Ten years to reflect on Sandy Hook and miss Emilie has changed them, taught them and even helped them in some ways, Robbie said. “It’s taught us to be more understanding and see the world differently and be more compassionate and loving.” He said he’s learned to process his own emotions in a healthy way and deal with unhealthy emotions in a better way.
They’ve had good friends who lost children and Alissa has seen their progress in the same way they’ve seen hers. She says healing is so gradual as to be nearly indiscernible day to day, but life does improve. She’s watched others pass through what she has, pain that is all-consuming for just years and years and feeling very hopeless and overwhelmed. “But you do get stronger and you do see improvements — so small and gradual, but they add up.”

Her grief still sometimes overwhelms her, “but the pendulum has definitely swung in the other direction,” she said, to those fun, silly memories and laughter and fond stories in which Emilie laughs and is kind and gives hugs and is her little sisters’ endless playmate and best friend.
Robbie works in a newborn intensive care unit and believes his own grief has prepared him to help other families going through their very hard things. How he is with families who are devastated or scared or otherwise in pain after Emilie’s death is very different than how he was before Emilie’s death, he asserts.
Alissa thinks we all comfort people in the way that works for each of us when we need comfort. What helped her most were the encounters where people cared enough to just listen, to sit with her grief and not try to solve it — undoable — or direct its path. Many people won’t talk about loss, because it’s uncomfortable for them. She has felt all the emotions that go with loss and knows the importance of listening to whatever someone needs to say, unfiltered. Being given that opportunity was what helped her most in the early days of her own profound sorrow.
Asked what they hope people take from the Sandy Hook deaths, 10 years later, Alissa responds: “There’s always the call-to-action piece I feel so passionate about and wanting people to really evaluate and ask questions about the safety of schools and the safety of our kids. And to not be complacent.” She hopes people “start asking themselves those hard questions. Where are we at with schools and keeping kids safe? Where are my own kids at with their mental health? Are they getting the needs that they have met? Are we making sure that our kids are as healthy as possible?”
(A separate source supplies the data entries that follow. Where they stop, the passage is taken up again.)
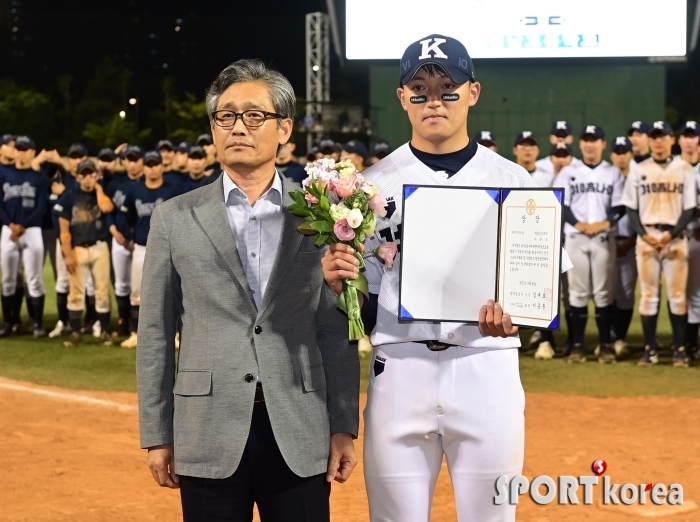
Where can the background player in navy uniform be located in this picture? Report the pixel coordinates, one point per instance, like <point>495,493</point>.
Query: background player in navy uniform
<point>593,191</point>
<point>121,247</point>
<point>136,210</point>
<point>23,200</point>
<point>690,152</point>
<point>638,133</point>
<point>84,237</point>
<point>625,261</point>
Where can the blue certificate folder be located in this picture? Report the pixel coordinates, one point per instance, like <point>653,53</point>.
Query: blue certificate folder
<point>462,246</point>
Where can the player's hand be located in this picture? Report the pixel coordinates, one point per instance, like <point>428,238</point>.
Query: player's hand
<point>341,458</point>
<point>161,462</point>
<point>493,322</point>
<point>338,263</point>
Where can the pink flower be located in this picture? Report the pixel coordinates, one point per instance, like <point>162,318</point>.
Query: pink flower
<point>343,230</point>
<point>386,252</point>
<point>378,204</point>
<point>344,186</point>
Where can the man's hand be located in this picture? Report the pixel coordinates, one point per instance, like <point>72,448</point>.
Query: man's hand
<point>161,461</point>
<point>493,322</point>
<point>339,264</point>
<point>342,459</point>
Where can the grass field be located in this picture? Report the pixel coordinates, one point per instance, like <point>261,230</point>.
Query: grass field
<point>92,367</point>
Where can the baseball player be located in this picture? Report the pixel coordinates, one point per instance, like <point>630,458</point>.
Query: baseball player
<point>84,235</point>
<point>121,247</point>
<point>592,206</point>
<point>661,200</point>
<point>625,262</point>
<point>23,200</point>
<point>136,210</point>
<point>690,152</point>
<point>638,133</point>
<point>425,375</point>
<point>487,139</point>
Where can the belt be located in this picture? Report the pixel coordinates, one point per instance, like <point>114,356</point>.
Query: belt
<point>259,395</point>
<point>435,346</point>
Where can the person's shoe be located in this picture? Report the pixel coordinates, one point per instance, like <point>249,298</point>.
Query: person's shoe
<point>606,354</point>
<point>544,351</point>
<point>74,339</point>
<point>105,339</point>
<point>620,348</point>
<point>680,358</point>
<point>131,342</point>
<point>649,357</point>
<point>578,354</point>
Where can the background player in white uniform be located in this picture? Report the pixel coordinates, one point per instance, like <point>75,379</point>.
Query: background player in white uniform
<point>591,207</point>
<point>426,377</point>
<point>660,196</point>
<point>625,261</point>
<point>690,152</point>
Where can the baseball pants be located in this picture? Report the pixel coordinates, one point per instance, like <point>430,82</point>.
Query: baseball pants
<point>693,287</point>
<point>30,247</point>
<point>464,403</point>
<point>93,260</point>
<point>594,265</point>
<point>673,260</point>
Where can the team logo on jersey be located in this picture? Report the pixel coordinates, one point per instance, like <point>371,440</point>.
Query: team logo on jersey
<point>427,48</point>
<point>378,367</point>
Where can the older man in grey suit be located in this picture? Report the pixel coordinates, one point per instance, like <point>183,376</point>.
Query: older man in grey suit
<point>264,407</point>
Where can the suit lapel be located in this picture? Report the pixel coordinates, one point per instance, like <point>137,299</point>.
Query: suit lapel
<point>290,239</point>
<point>213,218</point>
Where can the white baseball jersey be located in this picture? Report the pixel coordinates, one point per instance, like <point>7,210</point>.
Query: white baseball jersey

Robbie thinks that what most people know about his family is their sorrow and the loss of Emilie. “Almost everybody that knows about us knows us through this lens. So sometimes I feel like I have to remind people just how normal we are. We’ve been through some really, really hard things, but we’re not broken. And grief isn’t contagious, so being around us doesn’t mean it’s going to be like a pity party.”

That applies to others you know who suffered losses, he adds. “I appreciate the fact that I do feel more comfortable being in uncomfortable things with people because there’s an opportunity for real connection and understanding to really support others. If there’s somebody that they love that’s going through something, it’s not about trying to fix something or make the pain go away. Support has a million different pieces; find the one that’s comfortable for you to lend a hand to somebody else.”
Recently, the four of them and some other family members went to the dedication of a memorial to Sandy Hook victims in Newtown, Connecticut. She described it as “wonderful,” from the chance to visit with old friends to the memorial itself: A huge sycamore tree growing on an island surrounded by a water feature. The 26 names of those who died ring the water’s edge. The families were each given a wreath with their loved one’s name to float into the water.
The sycamore is a storyteller’s tree. Legends surround it, providing meaning. In Israel, the sycamore symbolizes spiritual rebirth, while other places see it as a sign of protection or divinity or strength.
There are bits of all those things in Sandy Hook’s story.